The tag line for my book reads “It’s all about oil…” but that really only applies to the 20th century. The Middle East is the cradle of our civilization, and the crossroads of our world – and has always been the scene of conflict. Mesopotamia, The Fertile Crescent, The Silk Road, the Ur of Chaldea, the birth of monotheastic religions, Jerusalem and the rise of Islam and the bloody Christian Crusades. And I am quite sure that those atavistic struggles have always been littered with the lies and incompetence of vainglorious and narcissitic politicans. History repeats itself – first time tragedy – second time farce.

If you want authentic insights into the chaos in the Middle East from 1960 to the events of 9/11, 2001 then read my book THE GULF “Reaping the Whirlwind”. Based on 40 years working in the international oil industry it is a collection of stories about expatriates washed up in the Arabian/Persian Gulf. Flotsam and jetsam trying to survive in a rapidly changing and frequently violent world. You can preview it at:

www.amazon.com

or

www.amazon.co.uk

and download it if you have a Kindle. Or if you prefer a real book order the paperback direct from my publisher:

www.feedaread.com

Every Man in this Village is a Liar (Part 2)
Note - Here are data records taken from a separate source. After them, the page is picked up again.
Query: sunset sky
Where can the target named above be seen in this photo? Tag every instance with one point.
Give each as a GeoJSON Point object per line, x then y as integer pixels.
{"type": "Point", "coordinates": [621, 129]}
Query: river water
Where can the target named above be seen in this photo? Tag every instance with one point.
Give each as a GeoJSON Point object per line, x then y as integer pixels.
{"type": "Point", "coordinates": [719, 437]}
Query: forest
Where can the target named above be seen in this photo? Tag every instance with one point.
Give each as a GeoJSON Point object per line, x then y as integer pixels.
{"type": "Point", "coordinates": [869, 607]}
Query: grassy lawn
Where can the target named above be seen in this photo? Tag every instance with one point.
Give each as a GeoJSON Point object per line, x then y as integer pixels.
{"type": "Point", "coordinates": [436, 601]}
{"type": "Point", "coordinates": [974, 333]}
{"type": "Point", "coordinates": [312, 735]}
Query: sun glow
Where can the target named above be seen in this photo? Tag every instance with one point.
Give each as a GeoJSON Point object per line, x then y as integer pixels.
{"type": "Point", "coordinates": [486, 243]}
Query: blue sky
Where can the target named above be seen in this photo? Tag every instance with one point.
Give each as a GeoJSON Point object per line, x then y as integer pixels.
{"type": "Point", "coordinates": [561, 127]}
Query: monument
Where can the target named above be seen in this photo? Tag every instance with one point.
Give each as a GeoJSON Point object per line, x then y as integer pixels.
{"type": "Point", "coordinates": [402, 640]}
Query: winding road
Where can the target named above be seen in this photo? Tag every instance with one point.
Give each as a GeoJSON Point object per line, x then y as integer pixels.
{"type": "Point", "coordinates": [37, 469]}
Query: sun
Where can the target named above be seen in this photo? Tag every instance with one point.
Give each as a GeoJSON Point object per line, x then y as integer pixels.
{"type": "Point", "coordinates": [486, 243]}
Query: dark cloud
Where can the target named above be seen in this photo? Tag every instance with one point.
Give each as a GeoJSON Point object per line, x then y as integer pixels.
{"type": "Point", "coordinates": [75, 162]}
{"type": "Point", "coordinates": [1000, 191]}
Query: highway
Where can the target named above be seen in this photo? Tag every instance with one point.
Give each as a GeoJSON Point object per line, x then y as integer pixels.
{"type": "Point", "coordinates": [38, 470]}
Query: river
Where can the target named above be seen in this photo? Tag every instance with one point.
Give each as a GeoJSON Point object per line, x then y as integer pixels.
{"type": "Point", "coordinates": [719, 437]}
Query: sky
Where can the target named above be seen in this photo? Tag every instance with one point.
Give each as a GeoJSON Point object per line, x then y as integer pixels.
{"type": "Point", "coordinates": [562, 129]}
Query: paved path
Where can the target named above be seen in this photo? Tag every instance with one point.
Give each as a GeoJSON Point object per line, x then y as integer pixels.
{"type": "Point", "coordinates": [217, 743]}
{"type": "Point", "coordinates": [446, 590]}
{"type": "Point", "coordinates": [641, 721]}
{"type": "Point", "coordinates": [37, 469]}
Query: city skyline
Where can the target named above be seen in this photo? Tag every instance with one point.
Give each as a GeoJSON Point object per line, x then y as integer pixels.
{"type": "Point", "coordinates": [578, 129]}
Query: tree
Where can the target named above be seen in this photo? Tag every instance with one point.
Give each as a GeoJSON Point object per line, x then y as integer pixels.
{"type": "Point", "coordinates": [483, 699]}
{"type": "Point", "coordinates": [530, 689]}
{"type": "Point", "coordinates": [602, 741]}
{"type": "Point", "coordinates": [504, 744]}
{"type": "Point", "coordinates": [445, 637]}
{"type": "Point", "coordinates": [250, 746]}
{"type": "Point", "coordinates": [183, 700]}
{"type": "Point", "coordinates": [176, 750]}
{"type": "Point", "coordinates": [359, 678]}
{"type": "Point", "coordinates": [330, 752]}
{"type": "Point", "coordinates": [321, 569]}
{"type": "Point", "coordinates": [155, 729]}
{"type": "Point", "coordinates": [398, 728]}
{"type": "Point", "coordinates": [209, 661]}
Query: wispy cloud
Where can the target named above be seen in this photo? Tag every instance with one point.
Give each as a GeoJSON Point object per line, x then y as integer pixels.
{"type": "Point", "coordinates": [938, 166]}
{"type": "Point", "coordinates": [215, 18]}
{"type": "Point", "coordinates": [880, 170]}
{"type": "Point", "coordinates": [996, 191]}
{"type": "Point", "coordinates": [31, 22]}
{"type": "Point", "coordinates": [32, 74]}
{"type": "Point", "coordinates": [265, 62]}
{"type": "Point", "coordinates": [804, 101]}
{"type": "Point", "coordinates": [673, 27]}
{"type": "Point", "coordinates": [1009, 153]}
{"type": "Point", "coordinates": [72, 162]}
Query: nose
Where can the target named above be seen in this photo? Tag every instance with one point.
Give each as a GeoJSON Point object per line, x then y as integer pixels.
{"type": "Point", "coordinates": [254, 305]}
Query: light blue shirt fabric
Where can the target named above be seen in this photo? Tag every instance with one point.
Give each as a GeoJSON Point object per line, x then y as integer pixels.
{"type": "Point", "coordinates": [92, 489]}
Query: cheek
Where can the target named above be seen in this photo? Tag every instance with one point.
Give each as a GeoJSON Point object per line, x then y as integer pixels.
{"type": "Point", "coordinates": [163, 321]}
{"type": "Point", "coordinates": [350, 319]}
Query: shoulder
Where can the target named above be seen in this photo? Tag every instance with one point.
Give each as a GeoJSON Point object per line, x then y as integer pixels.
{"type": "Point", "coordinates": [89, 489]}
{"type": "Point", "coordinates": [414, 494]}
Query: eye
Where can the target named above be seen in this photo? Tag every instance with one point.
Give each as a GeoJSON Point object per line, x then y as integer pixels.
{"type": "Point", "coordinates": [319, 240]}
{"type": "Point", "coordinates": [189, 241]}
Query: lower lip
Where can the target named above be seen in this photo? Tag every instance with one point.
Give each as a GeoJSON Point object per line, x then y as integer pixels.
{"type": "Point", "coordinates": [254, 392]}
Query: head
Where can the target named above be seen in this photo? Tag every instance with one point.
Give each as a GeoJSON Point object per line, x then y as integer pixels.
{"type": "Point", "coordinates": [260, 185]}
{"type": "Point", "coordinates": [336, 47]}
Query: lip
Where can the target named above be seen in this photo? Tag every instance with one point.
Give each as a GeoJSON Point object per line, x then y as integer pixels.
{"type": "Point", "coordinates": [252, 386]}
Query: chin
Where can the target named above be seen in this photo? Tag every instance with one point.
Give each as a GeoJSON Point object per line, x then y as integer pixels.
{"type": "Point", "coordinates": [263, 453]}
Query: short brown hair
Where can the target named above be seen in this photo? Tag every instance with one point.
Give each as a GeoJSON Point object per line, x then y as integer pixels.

In my last blog on Megan Stack’s brilliant book I said that I was at one with Megan’s views on the Middle East until I read her chapter on Saudi Arabia, where I lived and worked for 12 years. Her article is off-target. Not by a lot – but definitely off. And what if all her articles are a little off-target?

Maybe I consider her article off-target because I look at it through a male prism – and she looks at it through a female prism. Certainly females in Saudi Arabia are not afforded the privileges that Western females enjoy. They are not allowed to drive, and in public they are asked, but not forced, to be veiled. And increasingly, young women are not veiled, and even those who are throw the veil back in the shopping malls and supermarkets.

Male and female life is segregated, but there are Universities and Hospitals and professional career paths for women. Inside the ARAMCO complexes unveiled Saudi women are employed, not just as secretaries and waitresses, but as graphic artists, HR managers and engineers.

And if you think that the average Saudi woman is repressed here are two personal anecdotes.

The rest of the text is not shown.